In 1970, sandhogs are making up to $700 a week--but they earn every cent. The book is full of harrowing descriptions of deaths and maiming by explosives, cave-ins, and falls. The molelike labor and brushes with death take their psychological toll. Owney becomes addicted to alcohol, the sandhog’s occupational disease, and stays away from home.
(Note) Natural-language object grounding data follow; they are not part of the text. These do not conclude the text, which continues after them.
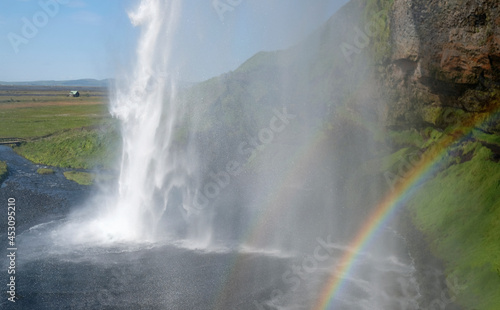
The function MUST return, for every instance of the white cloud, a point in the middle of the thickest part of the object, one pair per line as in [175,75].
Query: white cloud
[87,17]
[78,4]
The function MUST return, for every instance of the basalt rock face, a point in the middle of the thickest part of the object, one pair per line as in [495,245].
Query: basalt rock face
[445,57]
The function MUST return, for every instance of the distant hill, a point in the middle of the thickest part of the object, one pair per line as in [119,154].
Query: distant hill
[81,83]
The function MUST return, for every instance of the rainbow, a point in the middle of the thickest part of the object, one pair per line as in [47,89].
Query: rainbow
[387,207]
[394,200]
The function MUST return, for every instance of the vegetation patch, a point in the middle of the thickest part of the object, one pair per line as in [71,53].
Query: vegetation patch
[85,148]
[459,212]
[45,171]
[82,178]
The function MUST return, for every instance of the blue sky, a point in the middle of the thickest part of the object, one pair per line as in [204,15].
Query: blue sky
[72,39]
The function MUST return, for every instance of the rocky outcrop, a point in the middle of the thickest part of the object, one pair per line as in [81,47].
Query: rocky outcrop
[445,57]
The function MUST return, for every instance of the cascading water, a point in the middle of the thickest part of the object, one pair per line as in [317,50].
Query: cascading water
[152,174]
[290,201]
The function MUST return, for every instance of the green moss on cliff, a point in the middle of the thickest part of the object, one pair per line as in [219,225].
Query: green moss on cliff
[377,26]
[459,212]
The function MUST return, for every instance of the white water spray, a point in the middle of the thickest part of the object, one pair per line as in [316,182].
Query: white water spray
[151,172]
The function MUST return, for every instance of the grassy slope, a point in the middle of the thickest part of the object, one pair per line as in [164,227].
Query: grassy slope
[78,148]
[458,210]
[43,120]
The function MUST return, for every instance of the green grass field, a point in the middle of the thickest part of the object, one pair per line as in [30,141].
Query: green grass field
[60,131]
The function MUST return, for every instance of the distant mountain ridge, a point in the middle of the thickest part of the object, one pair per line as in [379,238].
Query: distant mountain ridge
[80,82]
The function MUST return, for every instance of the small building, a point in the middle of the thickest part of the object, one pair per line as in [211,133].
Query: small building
[74,93]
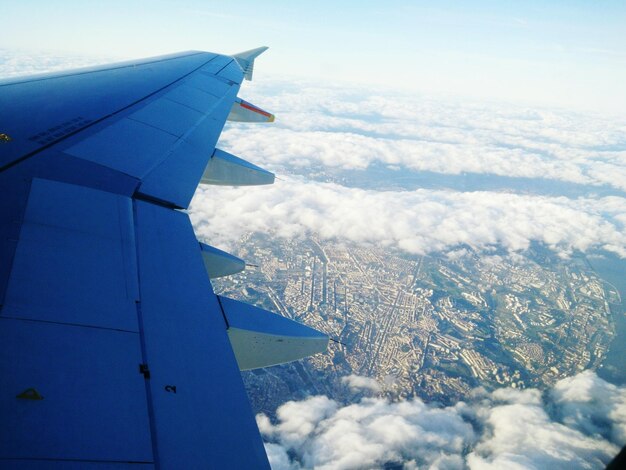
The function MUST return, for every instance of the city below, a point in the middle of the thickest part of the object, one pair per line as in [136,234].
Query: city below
[429,326]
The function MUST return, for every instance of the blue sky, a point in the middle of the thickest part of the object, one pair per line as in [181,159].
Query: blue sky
[568,54]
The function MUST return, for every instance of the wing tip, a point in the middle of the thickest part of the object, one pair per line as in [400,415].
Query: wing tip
[245,60]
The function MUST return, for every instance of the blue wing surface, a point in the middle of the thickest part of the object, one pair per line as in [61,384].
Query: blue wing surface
[113,346]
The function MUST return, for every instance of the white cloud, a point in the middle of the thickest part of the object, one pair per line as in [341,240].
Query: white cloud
[351,129]
[419,221]
[504,429]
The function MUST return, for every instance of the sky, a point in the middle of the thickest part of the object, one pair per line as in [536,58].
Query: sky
[570,54]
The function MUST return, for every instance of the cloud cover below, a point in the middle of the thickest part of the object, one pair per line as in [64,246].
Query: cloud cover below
[421,221]
[579,423]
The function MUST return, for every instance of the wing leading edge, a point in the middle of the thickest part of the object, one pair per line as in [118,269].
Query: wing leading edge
[113,347]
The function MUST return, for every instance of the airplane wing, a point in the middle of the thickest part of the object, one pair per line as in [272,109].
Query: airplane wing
[113,347]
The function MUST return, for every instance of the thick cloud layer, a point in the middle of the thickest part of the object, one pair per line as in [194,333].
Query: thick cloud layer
[419,221]
[353,128]
[507,428]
Dolores Morrison, however, is not the traditional tunnel-worker’s wife, meekly tolerating neglect and accepting whatever “table money” is left over from the bar. Instead, she goes back to college and discovers the new opportunities opening up for women. As Owney skids toward disaster, Dolores claws her way upward toward self-realization. Conflict is inevitable: Owney has tradition-bound views about the role of women, and he does not welcome his wife’s new-found freedom.
Breslin’s major strength as a novelist is his understanding of people and their environment. He is a dynamic writer with a lucid style. He creates a whole world of wildly individualistic minor characters to give his book a feeling of reality, of history, and of slow, painful human evolution.